Much as I love writing ebooks, I
have to admit – the digital world’s hard to navigate through at times. I get
overwhelmed by the deluge of email, the dizzying number of sites to visit, and
yes, even the avalanche of ebooks. My kindle now holds more than 320 ebooks,
and the simple act of scrolling through the pages of titles takes more time
than I care to spend.
Illegal downloads depress me,
especially now that a company has decided to sell “used” digital products,including ebooks sometime in the future. Really? Seriously? These people have no
clue what it means to labor over something for months, sometimes years. Their
brazenness astounds me.
The vehemence of Kindle boards against
hard-working authors keeps me away entirely. It’s entirely too easy for anyone
these days to spew hurtful words, and Facebook is becoming a real turn-off for
not only this reason, but now that it’s limiting other people’s views of your
posts and offering to sell you a deal for all the people who used to be able to
see your posts to be able to see one – once only, unless you’re willing to shell
out the $5.00 fee on an unlimited basis.
The tools that sites put up for
readers to use have been made meaningless, sometimes by other authors
attempting to demean works I suppose in order to make theirs more attractive
(kind of a crazy notion, don’t you think? but it happens) and recently, an
author said pirates have been leaving one-star, terrible reviews for her work.
Why? If they want unscrupulous people to download from their sites, why make
that book less than desirable? I can’t fathom much of the thinking behind these
practices.
I suppose I’m old-fashioned
sometimes. I don’t like being digitally connected 24/7, and I have a hard
enough time without the Internet rewiring my brain, as this article claims. And this Newsweek article is even scarier, with evidence some people are actually suffering new forms of mental illness as a result.
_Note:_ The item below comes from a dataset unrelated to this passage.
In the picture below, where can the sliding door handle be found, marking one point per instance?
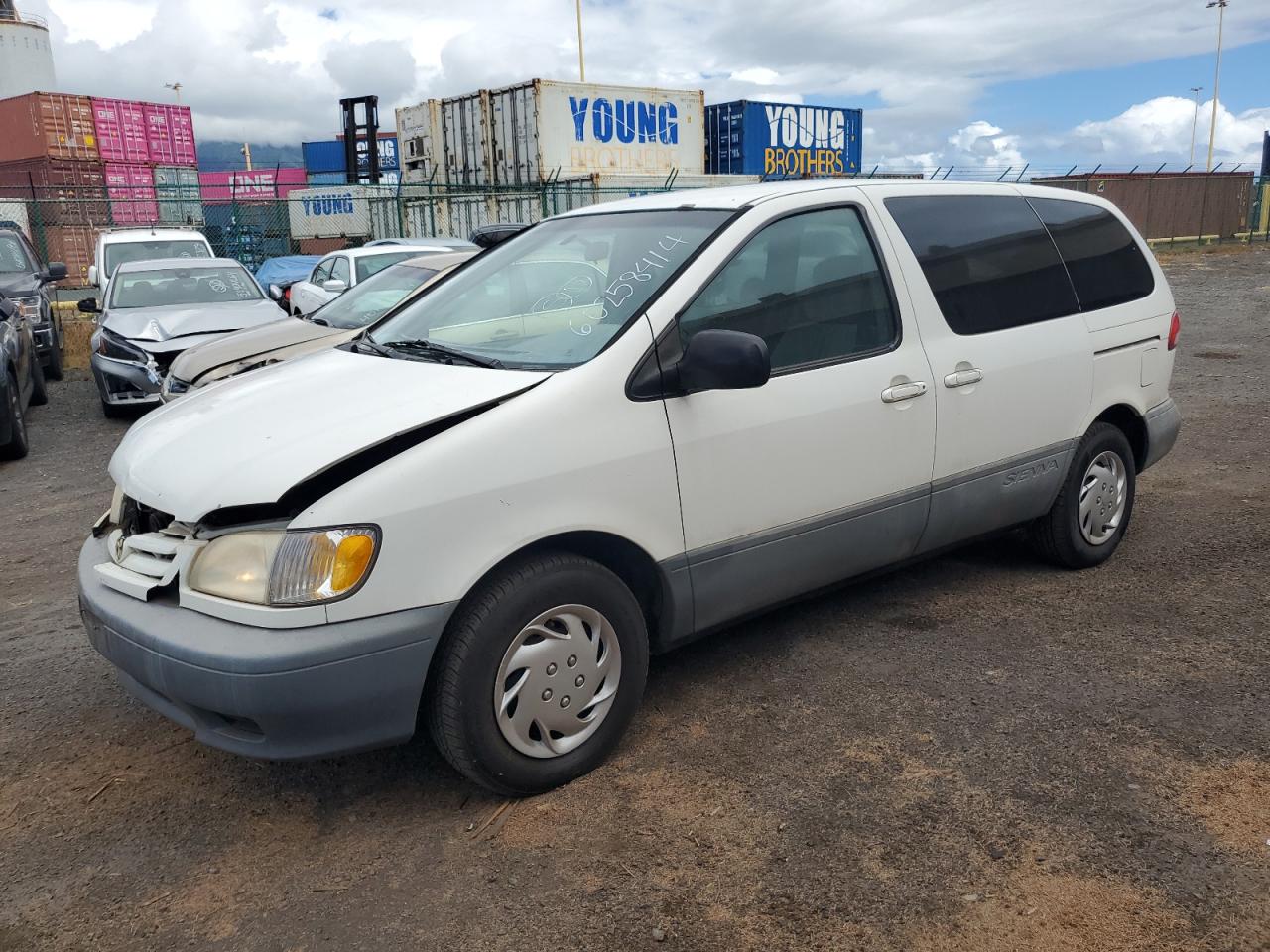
(903, 391)
(962, 377)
If I ever leaned toward obsessive
compulsiveness, it’s with checking email. And Facebook. And blogs. And about a
dozen other sites. I get caught in a loop of circling from one to the other. It’s
a frustrating cycle.
Not to mention that I could probably construct a web page faster than my computer can load them these days. Blogger has updated again, but this version doesn't "like" Firefox (the browser I use, of course) so error messages abound. Gotta love technology.
Not to mention that I could probably construct a web page faster than my computer can load them these days. Blogger has updated again, but this version doesn't "like" Firefox (the browser I use, of course) so error messages abound. Gotta love technology.
Don’t get me wrong, I love
convenience of the Internet. Doing research is so easy using Google, but it’s not the
same as, say, visiting a foreign place to absorb all its newness through your
senses. But I honestly believe my brain’s already deficient, because I can’t
use Twitter. Yes, I know how it works in theory, but when I try to actually use
it, it’s instant overload and my brain shuts down.
It makes me sad to think, too, that
future readers won’t know the joy of buying old books. I don’t mean used books,
I mean old as in 50 or 100 years old. I suppose I’m a dweeb, but when I found a
copy of Mark Twain’s Innocents Abroad from 1906, I had to have it, and still get
excited when I open it and think he might have actually touched it, too (it’s
from a Connecticut library).
Several other antique books sit on
my top shelf, out of reach of little hands. In large boxes I’ve never unpacked
since we moved six years ago, all the LPs of my youth are crammed together,
probably too warped to ever play again, but I can’t get rid of them. I love
them. Some are rare, including The Beatles Rarities, and a white vinyl White
Album. I have yet to switch to digital music, though I suppose it’s inevitable
at some point.
Maybe I’m just upset I couldn’t
write this weekend. As many times as I sat down at the laptop, I got up again.
I had “monkey mind,” as Natalie Goldberg (and Buddhists) call it, and my thoughts were
swinging from neuron to neuron, screeching with laughter at my attempts to lure
them down.
Maybe it was just one of those
weekends. Sometimes, I can tear up the keyboard from Friday night through
Sunday night and rack up a word count of 12k or so. This wasn’t one of those
weekends. But there will be others. That monkey's going down.